Power Melinda C, Adar Sara D, Yanosky Jeff D, Weuve Jennifer
Department of Epidemiology and Biostatistics, George Washington University Milken Institute School of Public Health, 950 New Hampshire Avenue NW, Washington, DC 20052, USA; Department of Epidemiology, Johns Hopkins Bloomberg School of Public Health, 615 North Wolfe Street, Baltimore, MD 21205, USA.
Department of Epidemiology, University of Michigan School of Public Health, 1420 Washington Heights, Ann Arbor, MI 48109, USA.
Neurotoxicology. 2016 Sep;56:235-253. doi: 10.1016/j.neuro.2016.06.004. Epub 2016 Jun 18.
Dementia is a devastating condition typically preceded by a long prodromal phase characterized by accumulation of neuropathology and accelerated cognitive decline. A growing number of epidemiologic studies have explored the relation between air pollution exposure and dementia-related outcomes.
We undertook a systematic review, including quality assessment, to interpret the collective findings and describe methodological challenges that may limit study validity. Articles, which were identified according to a registered protocol, had to quantify the association of an air pollution exposure with cognitive function, cognitive decline, a dementia-related neuroimaging feature, or dementia.
We identified 18 eligible published articles. The quality of most studies was adequate to exemplary. Almost all reported an adverse association between at least one pollutant and one dementia-related outcome. However, relatively few studies considered outcomes that provide the strongest evidence for a causal effect, such as within-person cognitive or pathologic changes. Reassuringly, differential selection would likely bias toward a protective association in most studies, making it unlikely to account for observed adverse associations. Likewise, using a formal sensitivity analysis, we found that unmeasured confounding is also unlikely to explain reported adverse associations.

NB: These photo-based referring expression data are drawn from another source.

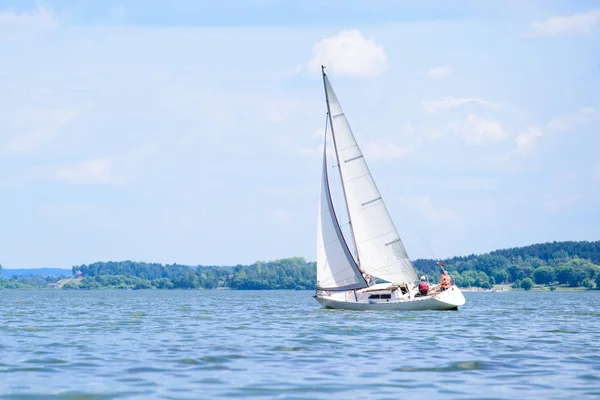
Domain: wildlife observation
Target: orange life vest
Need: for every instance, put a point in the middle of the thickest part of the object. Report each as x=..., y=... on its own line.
x=445, y=281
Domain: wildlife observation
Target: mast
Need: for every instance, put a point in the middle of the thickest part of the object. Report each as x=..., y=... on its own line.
x=338, y=161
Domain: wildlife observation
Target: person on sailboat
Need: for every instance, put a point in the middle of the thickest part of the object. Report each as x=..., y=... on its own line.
x=423, y=286
x=445, y=281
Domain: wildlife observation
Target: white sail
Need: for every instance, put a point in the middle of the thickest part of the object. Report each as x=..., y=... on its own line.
x=336, y=268
x=378, y=245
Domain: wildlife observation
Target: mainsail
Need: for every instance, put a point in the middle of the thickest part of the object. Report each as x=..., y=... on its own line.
x=380, y=251
x=336, y=268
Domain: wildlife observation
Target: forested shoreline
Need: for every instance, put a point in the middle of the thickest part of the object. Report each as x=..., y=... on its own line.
x=556, y=264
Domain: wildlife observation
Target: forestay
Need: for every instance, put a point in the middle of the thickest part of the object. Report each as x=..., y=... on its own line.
x=379, y=247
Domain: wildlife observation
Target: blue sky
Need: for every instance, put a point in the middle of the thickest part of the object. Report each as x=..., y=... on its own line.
x=189, y=131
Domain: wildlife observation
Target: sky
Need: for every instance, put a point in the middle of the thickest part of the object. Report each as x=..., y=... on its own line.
x=190, y=131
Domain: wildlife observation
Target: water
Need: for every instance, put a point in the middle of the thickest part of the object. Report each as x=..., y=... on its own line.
x=280, y=344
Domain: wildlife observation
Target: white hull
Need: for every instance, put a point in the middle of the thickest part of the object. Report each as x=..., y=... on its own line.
x=449, y=299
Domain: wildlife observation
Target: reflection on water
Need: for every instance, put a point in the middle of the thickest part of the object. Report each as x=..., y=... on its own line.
x=209, y=344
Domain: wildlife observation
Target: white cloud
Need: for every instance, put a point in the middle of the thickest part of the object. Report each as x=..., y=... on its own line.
x=36, y=127
x=451, y=102
x=574, y=24
x=15, y=26
x=349, y=53
x=435, y=214
x=476, y=130
x=316, y=151
x=385, y=150
x=440, y=72
x=96, y=171
x=588, y=110
x=526, y=140
x=557, y=124
x=553, y=203
x=281, y=215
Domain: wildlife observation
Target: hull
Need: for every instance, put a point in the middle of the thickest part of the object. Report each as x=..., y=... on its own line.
x=449, y=299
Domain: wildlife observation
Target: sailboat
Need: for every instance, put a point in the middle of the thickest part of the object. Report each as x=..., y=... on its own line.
x=351, y=257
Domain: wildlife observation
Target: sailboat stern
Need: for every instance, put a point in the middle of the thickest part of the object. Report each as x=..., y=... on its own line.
x=362, y=300
x=452, y=298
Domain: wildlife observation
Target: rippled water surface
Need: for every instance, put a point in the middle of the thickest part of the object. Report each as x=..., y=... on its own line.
x=267, y=344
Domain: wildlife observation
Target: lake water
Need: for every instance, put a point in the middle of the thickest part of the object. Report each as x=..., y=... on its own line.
x=280, y=344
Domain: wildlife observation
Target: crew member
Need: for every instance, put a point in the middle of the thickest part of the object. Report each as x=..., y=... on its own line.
x=445, y=281
x=423, y=286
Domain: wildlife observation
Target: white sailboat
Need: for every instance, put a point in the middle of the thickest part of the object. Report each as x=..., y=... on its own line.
x=371, y=247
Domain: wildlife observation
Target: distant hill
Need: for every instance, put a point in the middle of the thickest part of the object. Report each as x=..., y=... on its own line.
x=558, y=263
x=9, y=273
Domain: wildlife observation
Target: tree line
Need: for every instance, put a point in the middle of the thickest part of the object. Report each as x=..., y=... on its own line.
x=558, y=263
x=573, y=264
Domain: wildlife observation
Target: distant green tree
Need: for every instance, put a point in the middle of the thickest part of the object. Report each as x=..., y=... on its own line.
x=513, y=273
x=70, y=285
x=577, y=277
x=544, y=275
x=563, y=273
x=500, y=276
x=527, y=284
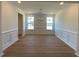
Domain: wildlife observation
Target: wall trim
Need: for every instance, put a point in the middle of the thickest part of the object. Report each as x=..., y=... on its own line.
x=9, y=30
x=77, y=54
x=9, y=44
x=67, y=31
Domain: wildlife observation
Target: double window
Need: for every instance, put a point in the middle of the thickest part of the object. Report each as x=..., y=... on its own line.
x=49, y=23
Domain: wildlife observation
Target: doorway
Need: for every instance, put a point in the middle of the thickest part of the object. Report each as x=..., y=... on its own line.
x=20, y=24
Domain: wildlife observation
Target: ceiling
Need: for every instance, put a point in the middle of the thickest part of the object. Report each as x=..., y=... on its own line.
x=47, y=7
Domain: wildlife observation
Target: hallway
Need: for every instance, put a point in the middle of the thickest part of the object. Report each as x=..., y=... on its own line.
x=39, y=46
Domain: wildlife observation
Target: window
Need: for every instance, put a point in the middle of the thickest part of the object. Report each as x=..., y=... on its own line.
x=30, y=23
x=49, y=23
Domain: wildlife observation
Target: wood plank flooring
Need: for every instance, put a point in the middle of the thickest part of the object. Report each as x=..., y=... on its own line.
x=39, y=46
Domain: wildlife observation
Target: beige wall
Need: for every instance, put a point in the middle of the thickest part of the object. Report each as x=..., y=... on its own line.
x=68, y=18
x=66, y=27
x=9, y=24
x=9, y=16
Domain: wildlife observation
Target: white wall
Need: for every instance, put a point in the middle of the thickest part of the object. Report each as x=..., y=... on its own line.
x=66, y=27
x=9, y=24
x=24, y=20
x=39, y=24
x=0, y=33
x=77, y=53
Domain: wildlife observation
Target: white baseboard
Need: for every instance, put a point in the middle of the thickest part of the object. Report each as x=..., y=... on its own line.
x=8, y=45
x=1, y=54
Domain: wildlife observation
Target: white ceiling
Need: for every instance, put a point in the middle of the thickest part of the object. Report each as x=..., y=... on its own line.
x=46, y=6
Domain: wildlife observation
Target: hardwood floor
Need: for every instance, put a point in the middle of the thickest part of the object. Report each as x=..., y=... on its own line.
x=39, y=46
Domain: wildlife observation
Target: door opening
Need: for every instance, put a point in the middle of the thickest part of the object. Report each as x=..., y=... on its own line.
x=20, y=24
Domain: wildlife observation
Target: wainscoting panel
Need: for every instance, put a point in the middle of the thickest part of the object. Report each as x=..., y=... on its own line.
x=70, y=38
x=9, y=37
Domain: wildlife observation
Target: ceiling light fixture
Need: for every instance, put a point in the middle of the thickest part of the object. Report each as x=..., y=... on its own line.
x=61, y=3
x=19, y=1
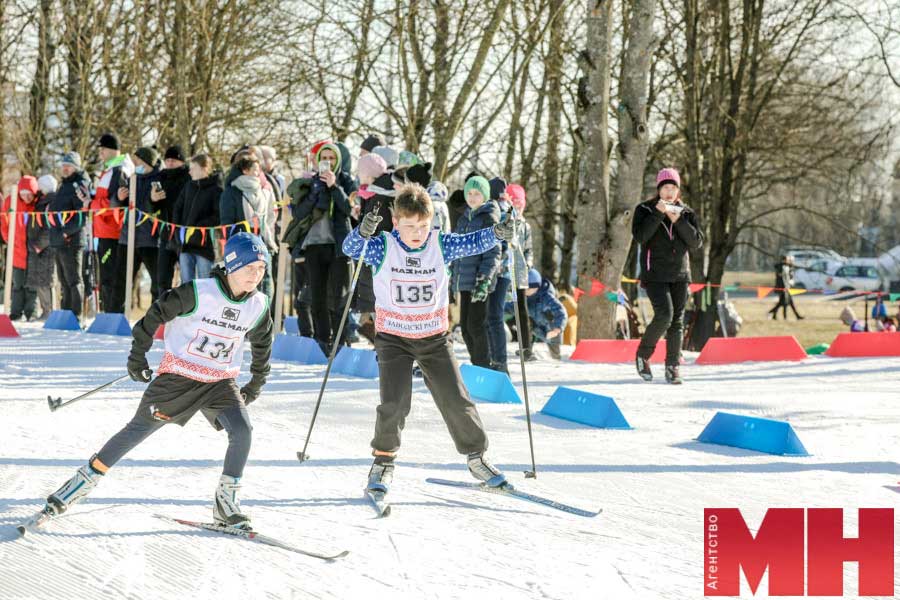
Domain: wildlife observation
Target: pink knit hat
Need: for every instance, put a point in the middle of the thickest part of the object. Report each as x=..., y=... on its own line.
x=371, y=166
x=516, y=196
x=668, y=175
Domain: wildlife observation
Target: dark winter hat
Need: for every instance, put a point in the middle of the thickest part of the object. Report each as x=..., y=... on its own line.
x=148, y=155
x=174, y=152
x=71, y=158
x=420, y=174
x=109, y=140
x=498, y=186
x=371, y=142
x=243, y=249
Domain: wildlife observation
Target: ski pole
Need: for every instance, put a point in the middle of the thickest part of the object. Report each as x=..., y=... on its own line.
x=512, y=272
x=302, y=455
x=58, y=403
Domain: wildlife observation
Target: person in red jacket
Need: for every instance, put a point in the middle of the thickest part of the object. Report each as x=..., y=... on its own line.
x=111, y=192
x=23, y=298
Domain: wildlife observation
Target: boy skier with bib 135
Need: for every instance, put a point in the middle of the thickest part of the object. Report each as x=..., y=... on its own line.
x=207, y=321
x=411, y=284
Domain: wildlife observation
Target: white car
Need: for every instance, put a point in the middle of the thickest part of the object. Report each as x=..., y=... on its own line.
x=855, y=276
x=813, y=276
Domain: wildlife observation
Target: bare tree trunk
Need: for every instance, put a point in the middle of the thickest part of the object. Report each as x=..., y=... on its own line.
x=604, y=223
x=551, y=213
x=36, y=136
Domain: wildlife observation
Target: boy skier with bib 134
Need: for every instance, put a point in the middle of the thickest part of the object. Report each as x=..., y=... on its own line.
x=207, y=321
x=411, y=303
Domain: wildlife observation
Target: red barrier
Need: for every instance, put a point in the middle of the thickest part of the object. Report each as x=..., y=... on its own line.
x=6, y=327
x=865, y=344
x=614, y=351
x=722, y=351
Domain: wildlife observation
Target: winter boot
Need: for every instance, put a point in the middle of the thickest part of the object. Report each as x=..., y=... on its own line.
x=554, y=349
x=672, y=375
x=227, y=505
x=643, y=367
x=481, y=469
x=74, y=490
x=381, y=474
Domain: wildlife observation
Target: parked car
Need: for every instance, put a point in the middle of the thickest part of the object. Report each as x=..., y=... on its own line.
x=813, y=276
x=864, y=276
x=805, y=256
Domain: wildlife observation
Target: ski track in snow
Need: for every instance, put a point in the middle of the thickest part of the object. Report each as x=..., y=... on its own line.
x=652, y=483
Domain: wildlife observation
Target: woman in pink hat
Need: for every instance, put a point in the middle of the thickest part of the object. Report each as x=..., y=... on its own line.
x=667, y=230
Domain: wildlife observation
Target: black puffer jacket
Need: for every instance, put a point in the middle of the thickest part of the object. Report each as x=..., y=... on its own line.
x=664, y=245
x=198, y=206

We also identified several common challenges. First, most studies of incident dementia identified cases from health system records. As dementia in the community is underdiagnosed, this could generate either non-differential or differential misclassification bias. Second, almost all studies used recent air pollution exposures as surrogate measures of long-term exposure. Although this approach may be reasonable if the measured and etiologic exposure windows are separated by a few years, its validity is unknown over longer intervals. Third, comparing the magnitude of associations may not clearly pinpoint which, if any, pollutants are the probable causal agents, because the degree of exposure misclassification differs across pollutants. The epidemiologic evidence, alongside evidence from other lines of research, provides support for a relation of air pollution exposure to dementia. Future studies with improved design, analysis and reporting would fill key evidentiary gaps and provide a solid foundation for recommendations and possible interventions.
痴呆是一种具有毁灭性的疾病,通常在漫长的前驱期之前出现,其特征是神经病理学积累和认知能力加速下降。越来越多的流行病学研究探讨了空气污染暴露与痴呆相关结局之间的关系。
我们进行了一项系统综述,包括质量评估,以解释汇总研究结果并描述可能限制研究有效性的方法学挑战。根据注册方案确定的文章必须量化空气污染暴露与认知功能、认知衰退、与痴呆相关的神经影像学特征或痴呆之间的关联。
我们确定了18篇符合条件的已发表文章。大多数研究的质量从足够到典范不等。几乎所有研究都报告了至少一种污染物与一种痴呆相关结局之间的不良关联。然而,相对较少的研究考虑了能为因果效应提供最有力证据的结局,例如个体内的认知或病理变化。令人欣慰的是,在大多数研究中,差异选择可能会偏向于保护性关联,因此不太可能解释所观察到的不良关联。同样,通过正式的敏感性分析,我们发现未测量的混杂因素也不太可能解释所报告的不良关联。
我们还确定了几个常见挑战。首先,大多数关于新发痴呆的研究是从卫生系统记录中确定病例的。由于社区中的痴呆未得到充分诊断,这可能会产生非差异性或差异性错误分类偏差。其次,几乎所有研究都将近期的空气污染暴露用作长期暴露的替代指标。虽然如果测量的暴露窗口和病因暴露窗口相隔数年,这种方法可能是合理的,但其在更长时间段内的有效性尚不清楚。第三,比较关联程度可能无法明确指出哪些污染物(如果有的话)可能是致病因素,因为不同污染物的暴露错误分类程度不同。流行病学证据以及其他研究领域的证据支持空气污染暴露与痴呆之间的关系。未来设计、分析和报告得到改进的研究将填补关键的证据空白,并为建议和可能的干预措施提供坚实基础。